Remove Aggressively If It Hinders Pregnancy
The opposite extreme also exists: the approach of simply proceeding with IVF because fibroids are common. This, too, can be dangerous. Submucosal fibroids that deform the uterine cavity or certain intramural fibroids can be significant causes of recurrent implantation failure. In this case, the patient fails repeatedly while undergoing multiple embryo transfers, losing both time and money. Ultimately, “surgery-is-everything” is a problem, and “unconditional neglect” is also a problem.
Doctors with extensive IVF experience view fibroids differently. Their concern is not the count of fibroids, but distinguishing which fibroids interfere with implantation and which ones do not need to be touched. Medical teams that treat many high-difficulty infertility patients focus on finding the “true cause” hindering pregnancy by comprehensively combining MRIs, 3D ultrasounds, and hysteroscopy.
There are cases where IVF proceeds with ten fibroids still present, while in other cases, surgery is decided upon because of a single small fibroid. What matters is not size or count, but location and functional impact.
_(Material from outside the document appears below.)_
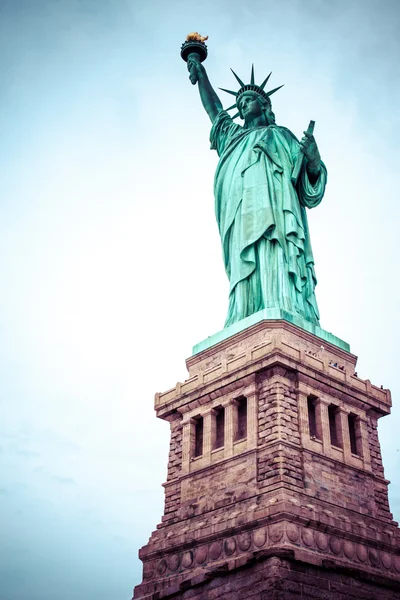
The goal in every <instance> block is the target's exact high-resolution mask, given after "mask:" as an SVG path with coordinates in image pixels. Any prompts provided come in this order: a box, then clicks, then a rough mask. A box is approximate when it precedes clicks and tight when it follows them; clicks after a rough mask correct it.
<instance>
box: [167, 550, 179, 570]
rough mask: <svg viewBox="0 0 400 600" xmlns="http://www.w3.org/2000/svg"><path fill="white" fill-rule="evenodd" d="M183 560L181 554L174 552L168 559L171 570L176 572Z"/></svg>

The goal of infertility treatment is not to remove fibroids cleanly. It is pregnancy and childbirth. However, in reality, treatment goals are often swapped. Patients focus on removing fibroids and lose the most precious time. Especially for women around 40, time is not just a date on a calendar; it is reproductive capacity itself, which determines the quality and quantity of eggs. While recovering from a myomectomy, the ovaries age another year.
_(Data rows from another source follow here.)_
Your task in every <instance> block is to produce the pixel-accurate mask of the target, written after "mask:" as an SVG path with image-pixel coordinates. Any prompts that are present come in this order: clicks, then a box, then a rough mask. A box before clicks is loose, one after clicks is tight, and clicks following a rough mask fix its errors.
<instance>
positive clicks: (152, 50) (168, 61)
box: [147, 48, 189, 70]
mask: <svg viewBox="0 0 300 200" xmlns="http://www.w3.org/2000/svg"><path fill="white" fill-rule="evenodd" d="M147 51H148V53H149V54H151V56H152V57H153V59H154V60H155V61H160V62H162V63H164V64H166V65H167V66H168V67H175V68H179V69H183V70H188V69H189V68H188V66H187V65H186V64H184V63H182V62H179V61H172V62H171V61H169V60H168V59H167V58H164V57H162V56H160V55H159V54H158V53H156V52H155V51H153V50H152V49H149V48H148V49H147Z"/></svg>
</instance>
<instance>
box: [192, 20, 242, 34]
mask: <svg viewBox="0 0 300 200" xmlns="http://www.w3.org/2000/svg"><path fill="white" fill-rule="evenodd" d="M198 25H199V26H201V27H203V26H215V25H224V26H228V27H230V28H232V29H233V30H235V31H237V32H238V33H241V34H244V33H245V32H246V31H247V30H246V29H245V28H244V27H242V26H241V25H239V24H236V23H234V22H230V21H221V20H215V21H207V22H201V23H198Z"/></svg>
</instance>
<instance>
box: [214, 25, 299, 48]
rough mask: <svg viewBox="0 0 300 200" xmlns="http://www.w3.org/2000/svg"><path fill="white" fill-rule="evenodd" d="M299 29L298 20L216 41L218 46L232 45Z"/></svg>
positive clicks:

The direction emphasized by recent international reproductive medicine guidelines is the same: do not evaluate the existence of fibroids, but evaluate their impact on pregnancy. In other words, do not treat all fibroids, but selectively treat only those that hinder pregnancy.
Ultimately, the IVF success rate for patients with multiple uterine fibroids is not determined by the number of fibroids. Looking at the same uterus, one doctor may judge that surgery is necessary, while another may judge that pregnancy can be attempted immediately. And it is not rare for the accuracy of that judgment to determine the success of the pregnancy.
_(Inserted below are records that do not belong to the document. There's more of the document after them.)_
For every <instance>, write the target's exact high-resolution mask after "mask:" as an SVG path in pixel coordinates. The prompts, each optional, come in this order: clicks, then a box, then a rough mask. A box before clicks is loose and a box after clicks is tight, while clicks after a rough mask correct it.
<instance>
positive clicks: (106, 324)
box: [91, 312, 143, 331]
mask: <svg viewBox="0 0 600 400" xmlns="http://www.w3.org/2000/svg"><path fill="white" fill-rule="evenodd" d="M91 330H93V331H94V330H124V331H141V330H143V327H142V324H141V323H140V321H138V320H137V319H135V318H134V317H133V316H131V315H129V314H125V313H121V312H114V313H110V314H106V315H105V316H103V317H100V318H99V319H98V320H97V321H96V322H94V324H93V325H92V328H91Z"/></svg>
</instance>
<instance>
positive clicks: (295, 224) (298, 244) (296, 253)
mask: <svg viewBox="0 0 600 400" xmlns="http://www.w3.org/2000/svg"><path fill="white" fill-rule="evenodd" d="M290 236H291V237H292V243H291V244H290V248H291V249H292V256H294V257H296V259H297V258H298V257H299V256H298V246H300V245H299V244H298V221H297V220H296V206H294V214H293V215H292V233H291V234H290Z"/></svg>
The essence of treating infertility caused by multiple uterine fibroids is not a war against the fibroids. It is the process of identifying exactly which fibroid among many is blocking the path to pregnancy.
In the end, the person the patient needs to meet is not the doctor who has removed the most fibroids, but the doctor who knows what to remove and what to leave behind, having experienced countless IVF successes and failures due to fibroids. The true variable in multiple uterine fibroids may not be the number of fibroids, but the doctor’s eye that can read the possibility of pregnancy within that number.